Saturday, August 20, 2011

A Rant - The Bidding Starts at $60 Million (and other things I just don't get about mega-lawsuits)

Here we are, only days after the tragic collapse of an Indiana State Fair stage that has now claimed six lives and injured dozens more. The crumpled heap of metal and tarps and lights still lay on the infield of the Fairgrounds' dirt track. The memorial of flowers still grows just outside the Grandstand's entrance gates. The 2011 Indiana State Fair still has two days of Midway and livestock and deep-fried Kool-Aid to deal with before wrapping it up till next year.

Yep, we're really not that far past the tragedy yet. But the first of the lawsuits about the collapse have already started to roll in. One asks for $60 million. That's a whole lotta dough. It makes me wonder what the family will do with it if it is awarded to them. I doubt the pain of the death will vanish. Who knows, maybe it helps.

I just don't understand mega-lawsuits like this. I never have. I think they harm free enterprise and society. I feel like they do little to help the family's grieving process, and it's done by selling out the dead.

Where did the $60 million number come from? Was $1 million not enough? Why not $10 million?

We don't even know what happened yet. No cause has been determined. No investigation has been completed. (In fact, one of the lawsuits promises to slow that process by asking the heap to remain untouched for now.) There is no way to know who, if anybody other than Mother Nature, is responsible for what happened. No one yet to accurately blame.

But the lawsuits come anyway. They don't seem to care who is really to blame. They'll just blame everybody. And ask for their money. Lots and lots of it.

Some insurance companies will have to write some large checks. The taxpayers will surely foot big chunks of the bill. A business or two may cease to exist.

The bidding opened at $60 million. That's just the starting point. Over the next several months we will see a lot more lawsuits filed. Some will ask for more. Some will ask for less.

How much is really needed? Cover hospital bills? Sure. Cover final expenses? Yep. Cover time away from work? Of course.

But how do you calculate how much more is needed? How much is all this really worth? Why $60 million?

I've never had a lawyer knock on my door and say, "I'm sorry about your recent tragedy. I can make you very rich from it, though." I never want to. But if something like this did happen to me, I'd hope I could tell the lawyer to go to hell. It'd be hard to, in the face of riches, I'm sure. But I'd hope I could keep my resolve.

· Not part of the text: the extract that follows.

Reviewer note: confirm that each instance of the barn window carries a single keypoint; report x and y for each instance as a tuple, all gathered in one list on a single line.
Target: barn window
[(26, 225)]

Pay my costs and throw in a little extra for the trouble, and allow me to live the rest of my life without the guilt of feeling like I sold out my loved one's death. That's how I'd like to think I'd handle it. I never want to know.

Am I wrong, here?


  1. I'll preface my comment with my condolences to the family and friends of the deceased victims, over what appears to be a freak accident.
    The story exemplifies the change in our societies mentality over the past couple decades, Greed!
    Sure, the cost of medical and final burial expenses are a given. But who can accurately determine the final figure of lost wages? 60 million, this lady would never make that in her lifetime, and I believe that should be the rule to justly arrive at a final figure for compensation.

  2. The number is a pie in the sky figure. In fact, you're not even supposed to give a specific number in your complaint. Not sure why one was given here.

    I don't understand the mentality that if there is negligence, someone should walk away without being compensated for the loss of their family member. What is the law supposed to say..."Too bad it, happened but here is $5,000 to cover the funeral." You're talking about people who have lost their husband or wife for the next 40-50 years. In the event of negligence, they should be compensated for lost income and loss of companionship. The notionthat Plaintffs regularly get wealthy on these types of case is a myth. Rarely does that happen.